My accomplices were my father, uncle and his mate and were are all keen fisherman.
We were headed to Fowlers Bay and on arriving we promptly set up camp in the sand dunes at scott's beach.
On the first day the salmon fishing had been good, with small schools partolling the deep gutters with fish up 4.5kg.
After a satisfying day we retired to the camp fire, for a few beers and whiskey's.
During the remainder of the trip we tried several different locations around the Fowlers bay area and were always rewarded with a variety of fish and some of the biggest squid I have ever seen.
On the last day of our trip we drove along scott's beach and with the water running up the beach quite high, drivers really had to pay attention.

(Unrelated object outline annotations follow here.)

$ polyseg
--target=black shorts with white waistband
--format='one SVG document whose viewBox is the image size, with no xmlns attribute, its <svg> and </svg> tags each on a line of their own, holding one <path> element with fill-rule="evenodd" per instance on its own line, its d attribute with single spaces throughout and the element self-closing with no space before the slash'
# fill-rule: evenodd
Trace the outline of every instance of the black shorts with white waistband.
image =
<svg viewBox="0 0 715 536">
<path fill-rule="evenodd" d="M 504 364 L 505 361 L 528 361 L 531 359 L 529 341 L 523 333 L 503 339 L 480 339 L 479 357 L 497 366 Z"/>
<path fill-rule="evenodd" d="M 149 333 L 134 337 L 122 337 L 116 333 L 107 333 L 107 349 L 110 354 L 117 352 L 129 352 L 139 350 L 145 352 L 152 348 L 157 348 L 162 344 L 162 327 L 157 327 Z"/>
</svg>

Due to the fact I wasn't driving I was able to look out and enjoy the scenery.
Arriving near the entrance of the beach I looked and saw what appeared to be a very large piece of wee approximately 35metres from where we were driving.
On closer inspection I noticed that the patch of weed was in fact a huge school of salmon.
I shouted for my father to stop the car, he couldn't however due to the surge and we promptly found a spot down a littlle.
As my uncle had my surf rod on his car and he had already driven past I was forced to use a small rod which I had been using for tommies, mullet etc.
The school was in easy casting distance and in no time we were hooking up to some big australian salmon wieghing between 3.5 to 4kg.
On the light gear the fish put up a tremendous fight, and with the surge more fish were lost on lures that were landed.
This was ok as we were releasing the fish anyhow. After about 45 minutes of non stop action my uncle returned minus the trailer and wondered if we were bogged.
I just looked at him then at the school and it didn't register in his mind that it was a school.I had to actually point at it and say 'that weed patch is actually salmon'.
My uncle and his mate then promptly joined in, as the school moved down the beach and into deeper water.
However another school had moved over the reef and were in the shallow water, where we had originally started from.
This pattern of schools moving in and then moving down the beach lasted for three hours.
By the end of it, everyone was well and truly stuffed with sore arms and looks of bewilderment on faces. In total approximately 10 schools moved past us that day and all taking to lures.
During the twenty five years my uncle had been travelling to Fowlers Bay he had never seen schools of salmon in the shallow water, at that particular spot.We all agreed that salmon fishing doesn't get much better than that.
Sharing a beer at the completion of the afternoon session, on the beautiful beach with the sun setting, we decided to stay for another few days.